Malgré tout ça, le pronostic est très sombre : une espérance de vie de 18 mois à 3 ans, et encore. Car chez les hommes jeunes, le cancer de la prostate évolue plus vite. Il met ses affaires en ordre en prévision de sa mort prochaine. Il est très déprimé, il souffre toujours autant du dos et doit prendre des antalgiques sans arrêt. Il souffre aussi moralement de la perte de sa sexualité, et d’une façon générale de la solitude car il a peu d’amis. Il continue son travail, car c’est bon pour le moral d’avoir une occupation, mais sinon tout va au plus mal.  Là-dessus, son père meurt du cancer ! Il ne manquait plus que ça.

 

Et c’est à ce moment précis que le miracle se produit.
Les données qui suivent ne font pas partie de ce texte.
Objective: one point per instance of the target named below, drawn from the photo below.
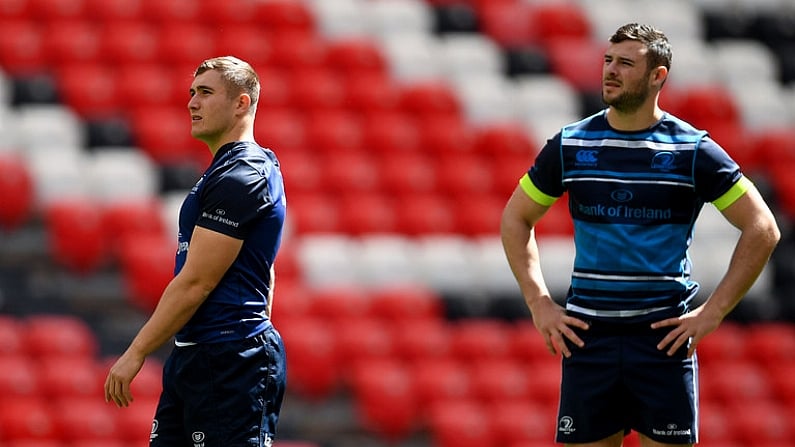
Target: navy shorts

En revenant de l’enterrement de son père, il prend deux auto-stoppeurs, contrairement à ses habitudes, sans savoir pourquoi, deux jeunes hippies, pas du tout le genre de personnes qu’il fréquente d’habitude. Il leur raconte d’où il vient puis il ajoute : « Moi aussi j’ai un cancer et je vais mourir ». L’un des garçons lui répond sans s’émouvoir : « Vous savez, docteur, vous n’êtes pas forcé de mourir. Le cancer, ce n’est pas si difficile que ça à guérir » et il lui explique que le cancer est causé par une mauvaise alimentation, et comment il faut se nourrir pour guérir. Le Dr Sattilaro, bien entendu, trouve ces idées complètement stupides. Le garçon insiste et note son adresse.

Quelques jours après, un ami emmène Sattilaro à une réunion de prière pour les malades, organisée par le Renouveau charismatique. On prie pour lui. Il ne croit pas à la possibilité d’un miracle mais il est ému par l’amitié dont on l’entoure. Son cheminement vers Dieu sera lent mais sûr.

Il commence à ne plus supporter son antalgique habituel à base de morphine, et les autres antalgiques n’ont aucun effet. Autrement dit, ou il souffre, ou il vomit. Il essaie différentes solutions, sans succès.

 

Voilà qu’il reçoit un livre envoyé par le jeune auto-stoppeur. Ça s’appelle Pour une approche macrobiotique du cancer.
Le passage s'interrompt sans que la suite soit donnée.